A New Hampshire teacher is now one of the oldest women in America to give birth. Barbara Higgins, 57, welcomed a baby boy on March 20.
“We’ve beat the odds,” her husband Kenny Banzhoff told NBC10 in Boston. “I’m so proud of her, she’s been a trooper through the whole thing.”
In 2016, the couple tragically lost their 13-year-old daughter Molly to an undiagnosed brain tumor. After her death, Banzhoff and Higgins decided to have a third child.
“I started having these dreams that I wanted to have a child, and I thought, ‘OK, Barb, that’s a little crazy,’” she said.
After much searching, the pair found an in vitro fertilization (IVF) clinic in Boston that would treat a woman in her 50s.
“Jack is here, he’s a little boy on the planet, and he gets to live a life,” Higgins explained. “Nobody gives birth to a baby and know with any certainty that they will be alive to see that baby grow up.”
She continued, “I don’t know how I will be in 10 years, but how will you be in 10 years?
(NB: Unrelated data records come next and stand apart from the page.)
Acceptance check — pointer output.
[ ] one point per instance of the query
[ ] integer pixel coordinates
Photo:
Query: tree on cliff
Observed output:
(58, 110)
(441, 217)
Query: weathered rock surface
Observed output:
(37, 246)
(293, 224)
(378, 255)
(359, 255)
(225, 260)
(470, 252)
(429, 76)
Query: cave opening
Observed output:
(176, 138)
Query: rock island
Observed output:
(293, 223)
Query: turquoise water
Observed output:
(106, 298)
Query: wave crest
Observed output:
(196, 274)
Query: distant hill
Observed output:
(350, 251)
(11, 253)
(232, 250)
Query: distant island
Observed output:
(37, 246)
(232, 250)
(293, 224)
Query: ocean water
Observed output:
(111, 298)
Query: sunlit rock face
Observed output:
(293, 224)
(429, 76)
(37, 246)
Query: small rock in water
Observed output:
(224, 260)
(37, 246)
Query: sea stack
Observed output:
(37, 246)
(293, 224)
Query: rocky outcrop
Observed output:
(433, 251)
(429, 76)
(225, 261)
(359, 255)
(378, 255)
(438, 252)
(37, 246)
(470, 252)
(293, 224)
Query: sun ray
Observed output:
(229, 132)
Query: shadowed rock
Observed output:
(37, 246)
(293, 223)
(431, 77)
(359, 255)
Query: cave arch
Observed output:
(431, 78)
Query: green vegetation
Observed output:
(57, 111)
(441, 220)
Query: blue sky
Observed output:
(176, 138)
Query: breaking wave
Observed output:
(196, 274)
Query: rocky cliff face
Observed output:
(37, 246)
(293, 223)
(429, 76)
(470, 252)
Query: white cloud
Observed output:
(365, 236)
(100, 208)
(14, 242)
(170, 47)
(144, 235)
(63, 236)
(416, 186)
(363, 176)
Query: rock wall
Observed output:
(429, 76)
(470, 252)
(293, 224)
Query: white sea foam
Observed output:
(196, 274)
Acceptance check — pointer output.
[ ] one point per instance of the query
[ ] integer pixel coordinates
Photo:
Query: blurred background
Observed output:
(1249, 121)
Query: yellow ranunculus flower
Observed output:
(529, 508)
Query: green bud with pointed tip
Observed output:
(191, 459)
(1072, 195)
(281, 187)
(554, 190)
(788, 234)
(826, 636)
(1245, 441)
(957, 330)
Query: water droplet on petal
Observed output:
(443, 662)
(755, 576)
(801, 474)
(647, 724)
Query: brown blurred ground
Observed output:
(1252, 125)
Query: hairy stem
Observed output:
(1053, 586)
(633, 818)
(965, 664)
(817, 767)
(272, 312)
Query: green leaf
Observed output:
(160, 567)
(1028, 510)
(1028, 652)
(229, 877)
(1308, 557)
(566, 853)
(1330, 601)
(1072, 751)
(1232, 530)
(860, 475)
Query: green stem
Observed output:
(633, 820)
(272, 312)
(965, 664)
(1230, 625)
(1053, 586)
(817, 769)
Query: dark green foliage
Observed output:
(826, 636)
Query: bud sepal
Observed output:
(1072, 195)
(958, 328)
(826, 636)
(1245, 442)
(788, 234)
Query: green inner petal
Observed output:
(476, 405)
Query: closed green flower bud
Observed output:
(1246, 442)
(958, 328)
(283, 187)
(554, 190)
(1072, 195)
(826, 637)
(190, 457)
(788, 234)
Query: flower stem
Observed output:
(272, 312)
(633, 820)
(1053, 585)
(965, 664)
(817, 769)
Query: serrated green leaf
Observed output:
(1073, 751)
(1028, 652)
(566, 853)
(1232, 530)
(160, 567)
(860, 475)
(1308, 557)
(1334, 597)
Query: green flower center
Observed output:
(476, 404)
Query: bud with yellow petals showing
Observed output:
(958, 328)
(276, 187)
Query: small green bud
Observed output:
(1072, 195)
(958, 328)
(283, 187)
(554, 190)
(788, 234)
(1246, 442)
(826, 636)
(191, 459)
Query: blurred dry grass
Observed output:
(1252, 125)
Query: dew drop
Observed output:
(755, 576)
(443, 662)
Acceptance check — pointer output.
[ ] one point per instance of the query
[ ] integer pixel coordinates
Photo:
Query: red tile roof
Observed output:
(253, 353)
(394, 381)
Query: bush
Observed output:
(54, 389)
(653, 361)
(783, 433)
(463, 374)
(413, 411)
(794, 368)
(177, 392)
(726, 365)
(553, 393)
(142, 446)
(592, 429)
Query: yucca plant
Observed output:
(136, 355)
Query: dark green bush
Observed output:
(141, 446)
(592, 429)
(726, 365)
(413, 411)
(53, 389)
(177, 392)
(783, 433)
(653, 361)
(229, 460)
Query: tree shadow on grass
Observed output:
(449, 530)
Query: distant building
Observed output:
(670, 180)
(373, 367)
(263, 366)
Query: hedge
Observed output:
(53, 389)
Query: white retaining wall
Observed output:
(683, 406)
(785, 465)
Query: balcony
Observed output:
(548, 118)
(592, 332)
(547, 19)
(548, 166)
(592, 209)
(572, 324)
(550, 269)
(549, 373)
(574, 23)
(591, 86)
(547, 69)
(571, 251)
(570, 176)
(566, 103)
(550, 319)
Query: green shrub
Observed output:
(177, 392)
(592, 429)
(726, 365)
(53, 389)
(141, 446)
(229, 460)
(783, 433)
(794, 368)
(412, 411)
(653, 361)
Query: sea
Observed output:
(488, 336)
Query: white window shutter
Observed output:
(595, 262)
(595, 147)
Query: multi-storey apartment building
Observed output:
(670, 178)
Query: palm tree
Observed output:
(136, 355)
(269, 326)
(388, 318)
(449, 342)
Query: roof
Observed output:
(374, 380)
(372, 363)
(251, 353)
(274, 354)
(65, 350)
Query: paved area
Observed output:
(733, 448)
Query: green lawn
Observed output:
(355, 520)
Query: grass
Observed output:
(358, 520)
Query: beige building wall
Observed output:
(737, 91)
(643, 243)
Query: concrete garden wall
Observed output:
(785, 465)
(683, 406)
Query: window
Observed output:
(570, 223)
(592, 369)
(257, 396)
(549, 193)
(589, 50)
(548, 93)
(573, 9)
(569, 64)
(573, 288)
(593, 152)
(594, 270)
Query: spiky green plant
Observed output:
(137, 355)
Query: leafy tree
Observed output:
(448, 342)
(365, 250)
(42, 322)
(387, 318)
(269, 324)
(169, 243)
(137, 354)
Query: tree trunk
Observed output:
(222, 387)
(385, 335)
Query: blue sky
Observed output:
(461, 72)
And why should Jack not get to be alive because I’m old?”
Higgins added that her third pregnancy was easy and breezy, thanks to her good genes and healthy lifestyle. She stayed active, did CrossFit and lifted weights until the day she gave birth.
Higgins and her husband used IVF to conceive their miracle baby. IVF uses a woman’s eggs — whether they be her own or a donor’s — and are fertilized in a lab by sperm. An embryo is then implanted into a uterus.
A woman’s egg quality and quantity go south most significantly in the mid-30s to early 40s, according to the Advanced Fertility Center of Chicago, which notes that a few women older than 44 are still fertile. By the time they reach menopause, around age 51 on average, they can no longer conceive naturally.
The oldest mother that was reported by Guinness World Records to deliver a child after conceiving naturally was 59. In 2019, a 74-year-old woman from southern India had twin girls via IVF and is reportedly the oldest woman ever to give birth, according to USA Today.